Take off of a Vega rocket, in September 2020 (illustrative image). – Stephane CORVAJA / EUROPEAN SPACE AGENCY / AFP

The young European rocket Vega suffered the second failure in its history on Tuesday
by losing the two satellites it was carrying just after take-off, due to a problem during the manufacture of the launcher, assembled in Italy.

Eight minutes after a successful takeoff from the Kourou, in French Guiana, Monday at 22:52 local time (Tuesday at 2:52 Paris time), the trajectory of the launcher deteriorated, and the mission failed, without being able to place its payload in orbit.

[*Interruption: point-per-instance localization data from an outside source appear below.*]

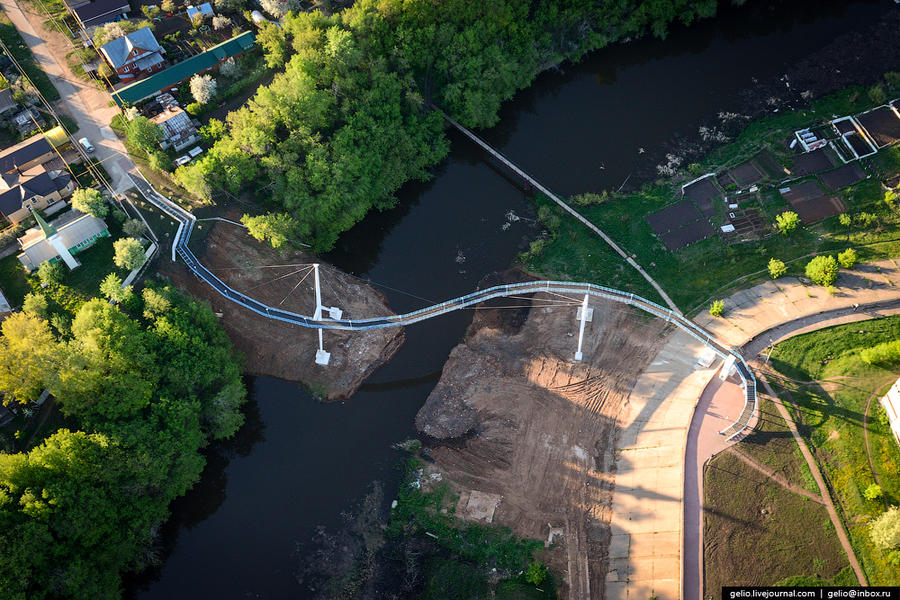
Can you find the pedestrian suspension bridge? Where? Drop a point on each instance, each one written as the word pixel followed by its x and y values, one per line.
pixel 331 318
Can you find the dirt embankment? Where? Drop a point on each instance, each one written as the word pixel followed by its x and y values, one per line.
pixel 514 416
pixel 280 349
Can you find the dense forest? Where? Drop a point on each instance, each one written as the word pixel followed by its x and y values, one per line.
pixel 351 119
pixel 143 390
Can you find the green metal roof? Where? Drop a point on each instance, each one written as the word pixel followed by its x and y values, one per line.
pixel 186 68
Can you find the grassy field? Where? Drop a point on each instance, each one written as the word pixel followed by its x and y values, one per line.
pixel 759 533
pixel 832 387
pixel 710 269
pixel 10 36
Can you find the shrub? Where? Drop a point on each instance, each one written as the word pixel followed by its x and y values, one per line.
pixel 536 573
pixel 876 94
pixel 35 305
pixel 873 492
pixel 50 273
pixel 777 268
pixel 822 270
pixel 787 221
pixel 885 530
pixel 847 258
pixel 90 202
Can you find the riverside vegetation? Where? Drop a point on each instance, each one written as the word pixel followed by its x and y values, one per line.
pixel 141 390
pixel 349 120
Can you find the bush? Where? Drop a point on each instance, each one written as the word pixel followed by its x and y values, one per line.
pixel 885 530
pixel 777 268
pixel 787 221
pixel 847 258
pixel 873 492
pixel 822 270
pixel 536 573
pixel 90 202
pixel 876 94
pixel 50 273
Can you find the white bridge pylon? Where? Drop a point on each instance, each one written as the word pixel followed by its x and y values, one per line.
pixel 584 314
pixel 323 357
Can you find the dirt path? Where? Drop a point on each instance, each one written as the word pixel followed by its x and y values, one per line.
pixel 776 477
pixel 525 422
pixel 817 475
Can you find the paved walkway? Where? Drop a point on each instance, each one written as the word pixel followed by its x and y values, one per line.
pixel 645 547
pixel 82 100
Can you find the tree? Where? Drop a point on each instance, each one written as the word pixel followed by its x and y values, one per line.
pixel 884 531
pixel 847 258
pixel 822 270
pixel 787 221
pixel 777 268
pixel 111 288
pixel 29 356
pixel 90 202
pixel 277 229
pixel 143 133
pixel 50 273
pixel 536 573
pixel 128 253
pixel 220 23
pixel 873 492
pixel 35 305
pixel 203 88
pixel 160 161
pixel 133 227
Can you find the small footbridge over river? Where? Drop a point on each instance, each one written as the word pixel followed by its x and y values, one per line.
pixel 186 222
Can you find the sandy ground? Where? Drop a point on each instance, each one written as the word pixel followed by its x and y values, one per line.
pixel 280 349
pixel 527 423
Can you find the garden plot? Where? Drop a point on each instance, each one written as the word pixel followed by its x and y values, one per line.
pixel 704 193
pixel 882 124
pixel 746 174
pixel 843 176
pixel 812 163
pixel 680 225
pixel 811 203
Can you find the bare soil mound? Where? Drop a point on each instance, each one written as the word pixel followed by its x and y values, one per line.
pixel 514 416
pixel 280 349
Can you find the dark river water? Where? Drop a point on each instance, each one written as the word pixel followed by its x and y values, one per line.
pixel 246 527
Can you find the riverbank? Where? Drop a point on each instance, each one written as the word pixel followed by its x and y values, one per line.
pixel 514 420
pixel 284 279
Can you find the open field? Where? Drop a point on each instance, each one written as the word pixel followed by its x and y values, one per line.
pixel 832 390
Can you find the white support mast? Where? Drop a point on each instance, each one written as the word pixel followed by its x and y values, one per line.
pixel 322 357
pixel 585 314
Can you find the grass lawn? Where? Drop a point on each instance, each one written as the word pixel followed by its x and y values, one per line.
pixel 759 533
pixel 10 36
pixel 710 269
pixel 831 385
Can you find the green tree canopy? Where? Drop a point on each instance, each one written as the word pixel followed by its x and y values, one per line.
pixel 822 270
pixel 128 253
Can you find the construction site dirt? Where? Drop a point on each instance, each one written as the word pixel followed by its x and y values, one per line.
pixel 280 349
pixel 515 417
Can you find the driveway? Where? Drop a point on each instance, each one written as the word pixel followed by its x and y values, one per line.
pixel 82 100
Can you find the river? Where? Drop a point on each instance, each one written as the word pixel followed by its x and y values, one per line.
pixel 244 530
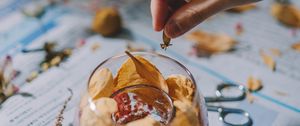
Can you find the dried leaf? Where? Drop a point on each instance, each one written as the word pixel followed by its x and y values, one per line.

This is the second time in two years that Vega, light pitcher presented as the “little sister”
Ariadne, suffered a serious setback, after a failure in the summer of 2019 which had led to its destruction, as a precaution.

A “series” of human errors

Tuesday’s incident, however, has “nothing to do” with the first failure, because this time the error “does not come from the design, but from the production”, explained the CEO of Arianespace, Stéphane Israël, during a press conference from Kourou.

This is a “cable inversion” problem, which occurred during the manufacture of the launcher, the elements of which are integrated at the Avio site, near Rome in Italy. “It’s a quality problem, a series of human errors”, detailed Roland Lagier, technical director of Arianespace.

Arianespace and European Space Agency (ESA) will set up on Wednesday an independent commission of inquiry, responsible for “definitively validating the identified scenario and highlighting the reasons why this integration error was not detected and then corrected”.

Three lost satellites

“We will correct, and we will come back stronger,” assured the CEO of Arianespace, who apologized to the customers and builders of the lost satellites: a Spanish Earth observation satellite, SEOSAT-Ingenio, and a French storm physics exploration satellite, Taranis, on behalf of CNES, the French space agency. The program for the next three Arianespace launches by the end of the year, via Russian Soyuz rockets, remains unchanged, said Stéphane Israël.

The anomaly occurred on the fourth stage of the launcher – the upper stage, Avum – which carries the payload. “Everything went as planned during the first part of the flight, and it was when the fourth floor was ignited that we lost control,” said Roland Lagier. The launcher fell back into the sea, far from any inhabited area, the group said.

A still young rocket

This was the second mission of the year for Vega, who had “a difficult year 2020” (2 launches against 4 planned), Marino Fragnito, Vega’s director on the Arianespace executive committee, told AFP on Monday, referring to the Covid-19 epidemic and particularly unfavorable weather in Guyana that led to many postponements of the first flight.

It was to be the 17th launch in the history of this light rocket. Before its first failure in 2019, it had had fourteen consecutive successes since the start of its operation in 2012. “We are still in the youth of this launcher, unfortunately these failures happen,” underlined Stéphane Israël, recalling previous incidents. with Ariane.